Arctic Film Circle
The Arctic Film Circle is initially a cooperation initiative between International Sámi Film Institute based in the Sámi territory in Norway and Nunavut Film Development Corporation based in Nunavut.

The project involves 5 indigenous arctic areas and has 9 participants from these regions: Sápmi, Greenland, Nunavut and Northwest Territories in Canada and Alaska, USA.

The Arctic Film Circle is a unique and special opportunity to unite through Indigenous Peoples common experiences through a common film initiative.

The ultimate goal of the Arctic Film Circle is to create an arctic indigenous network for film workers in order to create synergies for future projects across borders and boundaries. Ultimately the project will benefit all partners and filmmakers involved, including the extended network of these alliances.

This new network initiative is best achieved by creating a common project, a common indigenous story. The idea behind the Arctic Film Circle is to create a common script with the elected filmmakers involved.

The short fiction story will be a story that could have happened in any arctic indigenous community. The common story is universal and simultaneously it highlights the common experiences that Indigenous People have undertaken.

Common experiences has always been one of the mantras in the Indigenous Peoples networking, and one of the reasons indigenous peoples have managed to achieve the level of success at an international level, as they have united because of these common experiences.

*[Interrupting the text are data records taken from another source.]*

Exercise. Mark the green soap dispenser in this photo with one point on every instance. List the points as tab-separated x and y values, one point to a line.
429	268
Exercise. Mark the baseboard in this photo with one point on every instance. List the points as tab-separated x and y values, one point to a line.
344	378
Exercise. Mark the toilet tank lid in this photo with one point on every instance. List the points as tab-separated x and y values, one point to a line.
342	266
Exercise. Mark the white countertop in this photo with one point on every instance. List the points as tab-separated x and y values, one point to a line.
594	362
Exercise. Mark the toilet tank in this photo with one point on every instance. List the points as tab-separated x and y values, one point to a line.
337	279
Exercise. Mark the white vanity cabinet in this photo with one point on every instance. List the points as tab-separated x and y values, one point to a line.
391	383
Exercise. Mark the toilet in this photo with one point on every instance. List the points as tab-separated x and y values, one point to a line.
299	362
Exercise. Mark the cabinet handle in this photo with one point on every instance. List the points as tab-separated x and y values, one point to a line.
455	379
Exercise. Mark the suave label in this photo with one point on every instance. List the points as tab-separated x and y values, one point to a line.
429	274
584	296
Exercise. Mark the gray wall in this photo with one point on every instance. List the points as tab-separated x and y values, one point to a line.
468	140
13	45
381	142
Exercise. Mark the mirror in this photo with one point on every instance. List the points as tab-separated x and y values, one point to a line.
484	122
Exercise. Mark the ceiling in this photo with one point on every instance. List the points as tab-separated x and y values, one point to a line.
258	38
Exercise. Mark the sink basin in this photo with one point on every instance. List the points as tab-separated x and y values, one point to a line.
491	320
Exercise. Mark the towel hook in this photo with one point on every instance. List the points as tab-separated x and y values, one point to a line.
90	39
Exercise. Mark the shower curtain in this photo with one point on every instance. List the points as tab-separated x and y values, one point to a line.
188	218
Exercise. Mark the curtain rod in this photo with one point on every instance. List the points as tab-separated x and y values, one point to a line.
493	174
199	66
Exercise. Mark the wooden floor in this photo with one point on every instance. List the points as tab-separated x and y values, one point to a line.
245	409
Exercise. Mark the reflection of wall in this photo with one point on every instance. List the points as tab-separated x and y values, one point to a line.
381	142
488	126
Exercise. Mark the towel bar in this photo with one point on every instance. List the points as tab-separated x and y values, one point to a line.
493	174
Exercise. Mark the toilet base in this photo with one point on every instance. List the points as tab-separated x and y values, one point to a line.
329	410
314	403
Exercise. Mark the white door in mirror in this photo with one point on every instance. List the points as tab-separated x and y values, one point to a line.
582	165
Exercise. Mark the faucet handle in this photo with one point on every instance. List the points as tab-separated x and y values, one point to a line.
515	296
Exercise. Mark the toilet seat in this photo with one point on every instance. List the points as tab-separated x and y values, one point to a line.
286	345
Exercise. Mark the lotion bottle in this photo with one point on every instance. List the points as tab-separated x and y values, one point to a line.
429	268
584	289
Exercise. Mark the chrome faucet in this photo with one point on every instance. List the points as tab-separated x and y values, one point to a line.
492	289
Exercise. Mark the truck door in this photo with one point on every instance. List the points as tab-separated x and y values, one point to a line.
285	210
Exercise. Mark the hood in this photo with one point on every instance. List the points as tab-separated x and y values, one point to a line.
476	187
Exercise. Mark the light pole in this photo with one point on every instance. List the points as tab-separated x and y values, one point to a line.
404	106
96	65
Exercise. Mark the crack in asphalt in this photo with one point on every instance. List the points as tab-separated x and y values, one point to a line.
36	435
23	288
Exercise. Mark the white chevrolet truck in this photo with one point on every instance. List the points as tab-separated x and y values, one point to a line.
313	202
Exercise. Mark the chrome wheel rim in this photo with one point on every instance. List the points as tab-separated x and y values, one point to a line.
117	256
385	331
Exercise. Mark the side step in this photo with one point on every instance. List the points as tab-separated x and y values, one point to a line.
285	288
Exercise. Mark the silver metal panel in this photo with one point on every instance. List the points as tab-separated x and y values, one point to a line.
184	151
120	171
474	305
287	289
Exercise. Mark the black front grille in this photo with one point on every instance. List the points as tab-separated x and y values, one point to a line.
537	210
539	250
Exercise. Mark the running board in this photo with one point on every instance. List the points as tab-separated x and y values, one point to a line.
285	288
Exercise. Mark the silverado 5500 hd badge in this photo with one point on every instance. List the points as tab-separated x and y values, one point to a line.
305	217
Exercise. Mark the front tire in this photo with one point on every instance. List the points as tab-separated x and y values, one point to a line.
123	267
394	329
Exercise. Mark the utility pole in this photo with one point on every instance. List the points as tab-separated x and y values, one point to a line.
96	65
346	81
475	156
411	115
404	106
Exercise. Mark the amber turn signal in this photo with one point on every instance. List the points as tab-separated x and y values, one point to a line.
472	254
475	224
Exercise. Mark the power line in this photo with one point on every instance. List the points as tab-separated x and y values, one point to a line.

Our initiative will be unique in its approach as it seeks to visualize and artistically reflect this common vision that indigenous Peoples share worldwide.

The filmmakers have undergone an application and selection process in order to to be a part of the Arctic Film Circle. This selection process has created a dynamic and interesting mix of arctic indigenous filmmakers, representing a vast area of the circumpolar north.

After the first step of the Arctic Film Circle and the workshop in Toronto, Canada at the ImagineNative film festival – one of the world’s biggest indigenous film festivals – the work towards a final script is secured. The final deadline for an approved script is January 15th 2016.
The following step is to produce five films based on the very script developed by the participants of the Arctic Film Circle and simultaneously raise the competence level and create important network initiatives.

The participants themselves are the ones who are going to make the films and increase their competence as well as extend their network, in addition to all the partners involved in the project.

With this background we intend to create a new collaboration film lab project, similar to the success of the short fiction compilation of “Seven Sámi Stories”.

“7SS” was initiated by ISFI and its aim was to unite Sami filmmakers and to increase their level of competence in a common low-key project. The final goal was a compilation of films gathered in one common program named “7SS”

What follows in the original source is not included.